The top 1o politicians on the unified bloc’s list are:

  1. Vadym Novynskyi – a Ukrainian lawmaker and former member of ousted ex-President Viktor Yanukovych’s defunct Party of the Regions. Born in Russia, Novynsky received Ukrainian citizenship from Yanukovych in 2012. Together with oligarch Rinat Akhmetov, Ukraine’s richest man, Novynskyi owns Metinvest Holding, a group of steel and mining companies.
  2. Yevhen Murayev – a member of parliament and leader of the Nashi party. Murayev is a former member of the Party of Regions who owns the Nash (Our) television channel.
  3. Oleksandr Vilkul – a member of parliament formerly on the list of the Party of Regions. Previously, Vilkul served as governor of Dnipropetrovsk Oblast (2010-2012) and deputy prime minister of Ukraine (2012-2014).
  4. Hennadiy Kernes – the mayor of Kharkiv, the second largest Ukrainian city with a population of 1.4 million, located 480 kilometers to the east of Kyiv.
  5. Gennadiy Trukhanov – the mayor of Odesa, Ukraine’s Black Sea metropolis of roughly one million inhabitants located 470 kilometers to the south of Kyiv. On June 2, Trukhanov and Kernes united their two parties to form Doviryai Dilam.
  6. Vadym Boychenko – the mayor of Mariupol, a port and industrial city with a population of 446,000 inhabitants located on the shores of the Azov Sea, roughly 830 kilometers to the southeast of Kyiv. In 2010-2015, Boychenko worked in businesses owned by Novynskyi.
  7. Volodymyr Buryak – the mayor of Zaporizhia, an industrial city of 750,000 inhabitants located 560 kilometers to the southeast of Kyiv. Buryak worked for 28 years at Zaporizhstal, one of Ukraine’s largest metallurgical plants, which is currently owned by Novynskyi.
  8. Ulyana Tkachenko – a deputy in the Khmelnitsky Oblast Council, who used to work in the Epicentr-K wholesale network, which is owned by the Gerega Family. In 2012-2015, Tkachenko was the personal assistant of Oleksandr Gerega, a member of parliament formerly in the Party of Regions faction.
  9. Volodymyr Pylypenko – a former member of parliament specializing in judicial issues.
  10. Bohdan Andriyiv – the mayor of Uzhhorod, a city of 112,000 inhabitants in Zakarpattia Oblast, roughly 810 kilometers to the southwest of Kyiv. Andriyiv used to be a member of the Party of Regions.

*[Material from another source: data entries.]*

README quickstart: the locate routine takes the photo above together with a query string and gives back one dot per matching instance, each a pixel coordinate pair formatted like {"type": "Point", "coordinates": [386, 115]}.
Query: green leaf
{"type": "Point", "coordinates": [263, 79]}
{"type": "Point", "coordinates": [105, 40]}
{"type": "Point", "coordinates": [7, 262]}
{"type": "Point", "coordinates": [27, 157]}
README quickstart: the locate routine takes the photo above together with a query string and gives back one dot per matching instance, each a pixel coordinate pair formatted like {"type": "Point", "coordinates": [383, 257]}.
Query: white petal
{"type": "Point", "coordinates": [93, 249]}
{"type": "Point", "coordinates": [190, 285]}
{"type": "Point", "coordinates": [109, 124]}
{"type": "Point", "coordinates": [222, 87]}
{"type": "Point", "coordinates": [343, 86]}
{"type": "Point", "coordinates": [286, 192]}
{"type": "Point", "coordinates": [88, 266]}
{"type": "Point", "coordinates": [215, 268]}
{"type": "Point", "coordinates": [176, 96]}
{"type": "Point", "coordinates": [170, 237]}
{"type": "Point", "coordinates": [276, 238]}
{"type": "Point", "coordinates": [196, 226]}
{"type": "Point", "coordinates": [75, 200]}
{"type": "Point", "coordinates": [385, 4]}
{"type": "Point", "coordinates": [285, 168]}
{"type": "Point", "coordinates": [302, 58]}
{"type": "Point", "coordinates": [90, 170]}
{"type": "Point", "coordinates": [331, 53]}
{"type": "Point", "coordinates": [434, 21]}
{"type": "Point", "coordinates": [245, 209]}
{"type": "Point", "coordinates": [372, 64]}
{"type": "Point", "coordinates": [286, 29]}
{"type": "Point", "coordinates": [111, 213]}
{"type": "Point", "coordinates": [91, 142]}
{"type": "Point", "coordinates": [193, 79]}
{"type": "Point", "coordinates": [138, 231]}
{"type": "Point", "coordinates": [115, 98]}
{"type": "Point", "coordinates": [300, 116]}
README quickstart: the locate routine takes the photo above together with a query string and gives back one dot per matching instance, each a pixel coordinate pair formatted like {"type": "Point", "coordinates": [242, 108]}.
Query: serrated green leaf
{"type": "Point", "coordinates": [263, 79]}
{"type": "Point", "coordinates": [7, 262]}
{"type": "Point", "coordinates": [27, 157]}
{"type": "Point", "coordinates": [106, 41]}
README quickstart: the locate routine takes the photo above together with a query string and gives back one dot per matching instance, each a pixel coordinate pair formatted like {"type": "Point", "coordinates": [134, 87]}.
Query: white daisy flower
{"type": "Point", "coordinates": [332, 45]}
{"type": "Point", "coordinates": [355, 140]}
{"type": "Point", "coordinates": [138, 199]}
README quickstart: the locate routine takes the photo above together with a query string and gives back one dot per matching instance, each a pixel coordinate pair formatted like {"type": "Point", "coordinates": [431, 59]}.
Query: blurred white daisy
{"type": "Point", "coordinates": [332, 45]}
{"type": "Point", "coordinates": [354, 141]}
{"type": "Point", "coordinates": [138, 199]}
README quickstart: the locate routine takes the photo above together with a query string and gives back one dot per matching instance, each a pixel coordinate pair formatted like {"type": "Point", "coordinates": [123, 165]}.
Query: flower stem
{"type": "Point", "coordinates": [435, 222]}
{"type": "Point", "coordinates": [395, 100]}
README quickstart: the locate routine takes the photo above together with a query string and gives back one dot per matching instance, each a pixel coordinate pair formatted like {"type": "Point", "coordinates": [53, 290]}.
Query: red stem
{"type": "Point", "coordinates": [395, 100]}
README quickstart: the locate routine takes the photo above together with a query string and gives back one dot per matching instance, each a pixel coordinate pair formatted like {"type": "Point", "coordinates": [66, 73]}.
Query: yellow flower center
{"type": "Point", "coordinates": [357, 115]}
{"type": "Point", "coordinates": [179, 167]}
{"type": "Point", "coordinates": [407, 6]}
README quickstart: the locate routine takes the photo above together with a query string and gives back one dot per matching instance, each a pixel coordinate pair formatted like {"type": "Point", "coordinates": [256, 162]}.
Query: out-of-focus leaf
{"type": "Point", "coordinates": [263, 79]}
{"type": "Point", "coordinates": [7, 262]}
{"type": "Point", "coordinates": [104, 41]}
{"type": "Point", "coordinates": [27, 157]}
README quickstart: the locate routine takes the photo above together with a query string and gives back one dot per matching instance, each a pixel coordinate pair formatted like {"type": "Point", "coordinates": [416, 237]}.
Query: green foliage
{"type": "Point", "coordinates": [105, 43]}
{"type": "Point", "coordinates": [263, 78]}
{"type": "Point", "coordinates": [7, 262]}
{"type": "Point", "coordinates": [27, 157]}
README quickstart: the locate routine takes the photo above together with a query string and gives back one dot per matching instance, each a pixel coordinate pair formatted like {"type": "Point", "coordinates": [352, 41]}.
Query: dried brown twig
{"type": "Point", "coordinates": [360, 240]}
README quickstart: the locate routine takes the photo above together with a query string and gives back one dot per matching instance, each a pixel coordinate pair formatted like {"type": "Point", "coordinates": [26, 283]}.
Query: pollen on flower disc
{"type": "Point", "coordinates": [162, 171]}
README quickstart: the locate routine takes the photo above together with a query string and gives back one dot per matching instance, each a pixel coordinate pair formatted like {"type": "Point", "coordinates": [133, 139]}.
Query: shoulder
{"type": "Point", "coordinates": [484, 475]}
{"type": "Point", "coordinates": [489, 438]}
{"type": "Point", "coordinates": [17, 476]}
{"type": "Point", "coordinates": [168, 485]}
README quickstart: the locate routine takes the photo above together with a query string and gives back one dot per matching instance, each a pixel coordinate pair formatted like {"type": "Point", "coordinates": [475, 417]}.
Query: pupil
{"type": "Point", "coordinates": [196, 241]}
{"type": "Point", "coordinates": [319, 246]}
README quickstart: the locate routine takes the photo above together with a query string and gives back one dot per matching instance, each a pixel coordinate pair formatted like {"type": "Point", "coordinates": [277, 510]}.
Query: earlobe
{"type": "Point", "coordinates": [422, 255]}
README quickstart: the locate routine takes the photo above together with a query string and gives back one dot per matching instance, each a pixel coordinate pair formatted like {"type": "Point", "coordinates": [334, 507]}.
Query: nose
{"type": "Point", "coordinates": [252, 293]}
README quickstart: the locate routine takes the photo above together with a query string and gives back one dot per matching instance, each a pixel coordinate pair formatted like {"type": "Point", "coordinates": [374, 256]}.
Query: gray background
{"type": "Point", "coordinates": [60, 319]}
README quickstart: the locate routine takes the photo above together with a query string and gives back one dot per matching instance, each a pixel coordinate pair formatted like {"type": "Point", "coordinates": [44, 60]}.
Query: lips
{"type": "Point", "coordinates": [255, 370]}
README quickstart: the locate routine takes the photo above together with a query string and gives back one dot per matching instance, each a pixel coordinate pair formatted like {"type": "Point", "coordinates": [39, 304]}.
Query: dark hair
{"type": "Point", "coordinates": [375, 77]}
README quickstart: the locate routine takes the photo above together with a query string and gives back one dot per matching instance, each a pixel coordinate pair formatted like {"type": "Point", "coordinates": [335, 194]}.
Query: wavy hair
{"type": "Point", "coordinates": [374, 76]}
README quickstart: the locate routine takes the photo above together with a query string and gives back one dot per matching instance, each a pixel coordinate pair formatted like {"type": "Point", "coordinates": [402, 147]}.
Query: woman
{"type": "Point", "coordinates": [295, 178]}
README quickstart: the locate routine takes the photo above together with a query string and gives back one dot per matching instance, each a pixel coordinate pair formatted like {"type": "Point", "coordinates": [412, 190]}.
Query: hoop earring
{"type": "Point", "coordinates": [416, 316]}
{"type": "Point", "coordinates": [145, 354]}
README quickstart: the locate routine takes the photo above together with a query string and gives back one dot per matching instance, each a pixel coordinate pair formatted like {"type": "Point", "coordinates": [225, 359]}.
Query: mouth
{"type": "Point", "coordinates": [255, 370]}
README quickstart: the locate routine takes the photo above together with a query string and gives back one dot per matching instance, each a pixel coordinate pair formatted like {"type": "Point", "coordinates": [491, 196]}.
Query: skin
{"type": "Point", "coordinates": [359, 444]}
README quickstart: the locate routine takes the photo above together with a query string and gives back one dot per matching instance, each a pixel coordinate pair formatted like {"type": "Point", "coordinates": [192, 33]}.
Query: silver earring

The unified bloc supports the peaceful settlement of the conflict in Ukraine’s east through direct talks with the occupied areas of Donetsk and Luhansk oblasts. The party’s campaign agenda also includes decentralization, economic growth, multiethnic tolerance, and stopping many current reforms.

Ukrainian parties must receive 5 percent of the vote to enter the parliament through party lists. However, only half of the Rada’s 450 seats are awarded through party lists. The other 250 lawmakers are elected through single-mandate districts, meaning that parties can get their members into the Rada that way.